¿Qué tendrán los malos que nos gusta mirarlos? ¿Qué morbo se desata en nosotros como espectadores del mal? ¿Qué es lo que hace que generación tras generación Ricardo III sea una presencia permanente sobre nuestros escenarios? Nos produce hilaridad, espanto, pero nadie se lo quiere perder. Nos divierte con su ironía. Él mismo se admira de lo que ha sido capaz. Y con la misma energía inagotable nos promete que seguirá y seguirá. Lo quiere todo. Quiere el poder. Le entretiene conseguirlo a despecho de todo, maquinar cómo acceder a lo que todavía no es suyo.
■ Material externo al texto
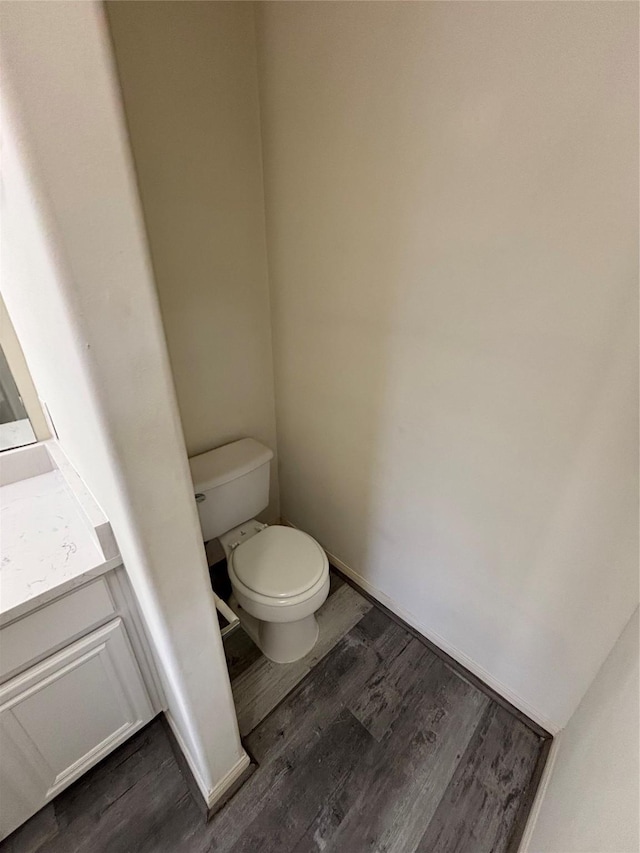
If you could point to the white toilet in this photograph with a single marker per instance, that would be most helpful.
(279, 576)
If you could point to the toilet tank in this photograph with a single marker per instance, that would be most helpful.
(231, 484)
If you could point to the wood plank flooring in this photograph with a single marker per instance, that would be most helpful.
(379, 746)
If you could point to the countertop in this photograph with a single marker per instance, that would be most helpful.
(48, 544)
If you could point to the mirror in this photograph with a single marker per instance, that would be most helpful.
(15, 426)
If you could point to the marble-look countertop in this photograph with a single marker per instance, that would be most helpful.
(47, 546)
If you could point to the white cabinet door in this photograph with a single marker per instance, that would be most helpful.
(62, 716)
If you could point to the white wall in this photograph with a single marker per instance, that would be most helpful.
(452, 224)
(78, 285)
(189, 84)
(591, 800)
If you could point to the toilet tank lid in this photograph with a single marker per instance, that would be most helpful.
(219, 466)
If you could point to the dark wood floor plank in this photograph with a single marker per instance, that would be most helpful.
(408, 774)
(334, 680)
(390, 687)
(287, 808)
(33, 835)
(382, 747)
(478, 809)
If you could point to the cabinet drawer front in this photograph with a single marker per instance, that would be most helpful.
(63, 715)
(38, 633)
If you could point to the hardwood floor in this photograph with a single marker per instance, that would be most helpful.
(379, 746)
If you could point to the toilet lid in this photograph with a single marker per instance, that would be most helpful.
(279, 562)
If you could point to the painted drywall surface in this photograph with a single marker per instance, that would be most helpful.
(451, 194)
(189, 83)
(591, 800)
(18, 366)
(78, 286)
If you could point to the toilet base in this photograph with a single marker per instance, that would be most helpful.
(281, 642)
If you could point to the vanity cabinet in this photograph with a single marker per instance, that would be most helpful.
(64, 712)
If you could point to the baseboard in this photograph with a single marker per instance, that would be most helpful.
(209, 799)
(547, 726)
(540, 794)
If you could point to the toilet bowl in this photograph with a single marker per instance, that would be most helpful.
(279, 575)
Luego en realidad no sabe qué hacer con el poder, le aburre ejercerlo. Lo que disfruta es del vértigo de la caza. Tiene hambre de matar, no mata por hambre.
Cada época encuentra en Shakespeare lo que busca y lo que quiere ver. Dice Peter Brook que la obra debe traerse de nuevo a la vida con los ojos de hoy. Con el sentido de la realidad del presente, las obras nos muestran nuevas formas, nuevas montañas y simas, nuevas luces y nuevas sombras.
Ricardo III es una función plagada de envidias, corrupción de uno y otro color, luchas de poder, codicia, injusticia, fake news, engaños políticos, intereses partidistas… Bueno, lo que viene siendo un día normal en la vida pública española del siglo XXI. Miguel del Arco y Antonio Rojano adaptan libremente a nuestro tiempo este clásico de Shakespeare en una versión libre –¿o sería más exacto llamarlo reescritura?– dirigida por Del Arco que confiere más entidad a los personajes que rodean a Ricardo y potencia algo muy presente en el original: la comedia.
Ricardo arranca carcajadas, pero la risa tiene un regusto helado porque su humor es el mismo que el de esa clase dirigente que mira sin empatía ninguna el mundo que pretende gobernar. El humor sobre el que se construye un mundo sin atisbo de bondad.